In casa hanno un’impresa della droga: arrestati due coniugi

In casa hanno un’impresa della droga: arrestati due coniugi

La coppia, di origini nigeriane, ha tre figli, al momento affidati ai servizi sociali. I carabinieri hanno sequestrato 230 grammi di stupefacenti


C’è chi in cantina conserva il cibo, chi gli oggetti poco usati, e chi vi istalla un vero e proprio laboratorio per la preparazione della droga. E’ quello che hanno fatto due coniugi, genitori di tre bambini, il cui lavoro pare essere proprio quello di rifornire i pusher attivi sul mercato cittadino della cocaina.

L’appartamento si trova in via Cremonese, a Parma, ed è proprio qui che i carabinieri hanno trovato e sequestrato 230 grammi di stupefacenti, per un valore complessivo di oltre 30mila euro. Insieme a 1.600 euro in contanti, un kit per il taglio e il confezionamento della droga e otto telefoni cellulari, usati per gestire il giro di affari.

Tutto è cominciato lo scorso 15 settembre, dopo il fermo di un 31enne di origine nigeriana. Esaminando il suo cellulare gli investigatori sono giunti ai suoi stessi “clienti” – per lo più parmigiani. Uno dei tanti pusher attivi in città, dunque. Ma non è finita qui.
Nei giorni scorsi, la procura ha emesso un ordine di custodia cautelare nei confronti del giovane, che i carabinieri hanno arrestato mentre stava andando a prendere i figli a scuola, in via Pini.

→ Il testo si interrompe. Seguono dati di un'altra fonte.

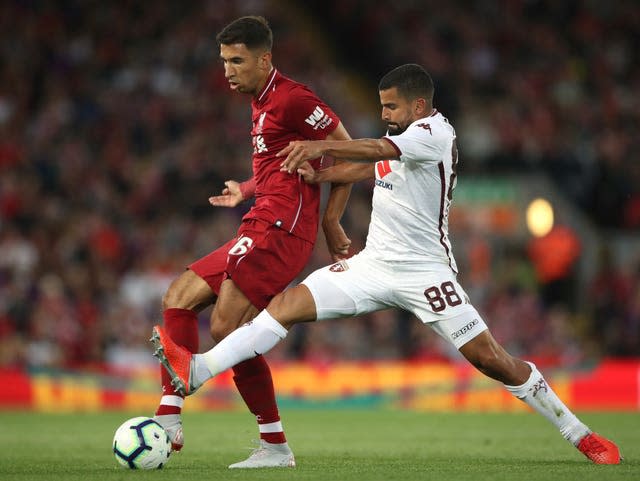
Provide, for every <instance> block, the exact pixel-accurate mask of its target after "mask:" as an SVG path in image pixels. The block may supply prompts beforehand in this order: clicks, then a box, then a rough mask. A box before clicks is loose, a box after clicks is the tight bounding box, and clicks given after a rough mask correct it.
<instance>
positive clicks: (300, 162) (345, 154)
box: [276, 139, 398, 173]
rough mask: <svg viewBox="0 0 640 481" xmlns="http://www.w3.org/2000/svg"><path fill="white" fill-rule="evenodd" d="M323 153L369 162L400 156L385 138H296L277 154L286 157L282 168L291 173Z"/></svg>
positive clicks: (280, 169)
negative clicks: (346, 139) (306, 162)
mask: <svg viewBox="0 0 640 481" xmlns="http://www.w3.org/2000/svg"><path fill="white" fill-rule="evenodd" d="M323 155H330V156H332V157H334V158H337V159H345V160H362V161H367V162H376V161H378V160H383V159H397V158H398V152H397V150H396V148H395V147H394V146H393V144H391V143H390V142H388V141H386V140H384V139H355V140H337V141H334V140H296V141H293V142H289V145H288V146H287V147H285V148H284V149H282V150H281V151H280V152H278V153H277V154H276V156H277V157H285V159H284V160H283V161H282V162H281V163H280V170H283V171H287V172H289V173H292V172H295V171H296V170H297V169H298V167H300V166H301V165H302V164H303V163H304V162H305V161H307V160H310V159H315V158H318V157H321V156H323Z"/></svg>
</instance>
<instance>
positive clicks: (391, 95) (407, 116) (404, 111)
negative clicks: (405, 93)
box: [380, 87, 418, 135]
mask: <svg viewBox="0 0 640 481" xmlns="http://www.w3.org/2000/svg"><path fill="white" fill-rule="evenodd" d="M380 105H382V120H383V121H385V122H386V123H387V129H388V131H389V135H398V134H401V133H402V132H404V131H405V130H406V129H407V127H409V125H411V123H412V122H413V121H414V120H418V118H414V117H415V113H416V101H415V100H413V101H411V100H407V99H406V98H405V97H404V96H402V95H400V93H399V92H398V89H397V88H396V87H391V88H390V89H387V90H380Z"/></svg>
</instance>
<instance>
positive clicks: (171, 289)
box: [162, 281, 183, 310]
mask: <svg viewBox="0 0 640 481" xmlns="http://www.w3.org/2000/svg"><path fill="white" fill-rule="evenodd" d="M178 292H179V290H178V289H177V288H176V287H175V281H174V283H172V284H171V285H170V286H169V289H167V291H166V292H165V293H164V295H163V296H162V309H163V310H166V309H172V308H183V306H182V305H181V302H180V299H181V296H179V295H178Z"/></svg>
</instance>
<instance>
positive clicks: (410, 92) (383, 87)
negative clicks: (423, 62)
mask: <svg viewBox="0 0 640 481" xmlns="http://www.w3.org/2000/svg"><path fill="white" fill-rule="evenodd" d="M392 87H395V88H397V89H398V93H399V94H400V95H402V96H403V97H405V98H407V99H409V100H414V99H417V98H424V99H426V100H428V101H429V102H433V80H432V79H431V75H429V73H428V72H427V71H426V70H425V69H424V68H423V67H422V66H420V65H418V64H415V63H408V64H405V65H400V66H399V67H396V68H394V69H393V70H391V71H390V72H389V73H387V74H386V75H385V76H384V77H382V79H380V83H379V84H378V90H388V89H390V88H392Z"/></svg>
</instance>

A questo punto la scena si sposta nell’abitazione dello stesso spacciatore. I carabinieri, con in mano le chiavi dell’uomo in manette, sono entrati in casa e lì hanno trovato la sorpresa. La moglie, 28 anni, e un connazionale 21enne erano nel pieno della loro attività di taglio e confezionamento della droga.

Sono 62 le dosi già pronte per la vendita, circa 40 grammi, trovate in casa, ciascuna del valore di 40 euro. I carabinieri, hanno trovato, inoltre, 15 ovuli di cocaina pura, di circa 10/15 grammi ciascuno, nascosti all’interno di una stufa.

I tre sono stati arrestati per detenzione ai fini di spaccio, mentre i tre bambini della coppia sono stati invece affidati ai servizi sociali.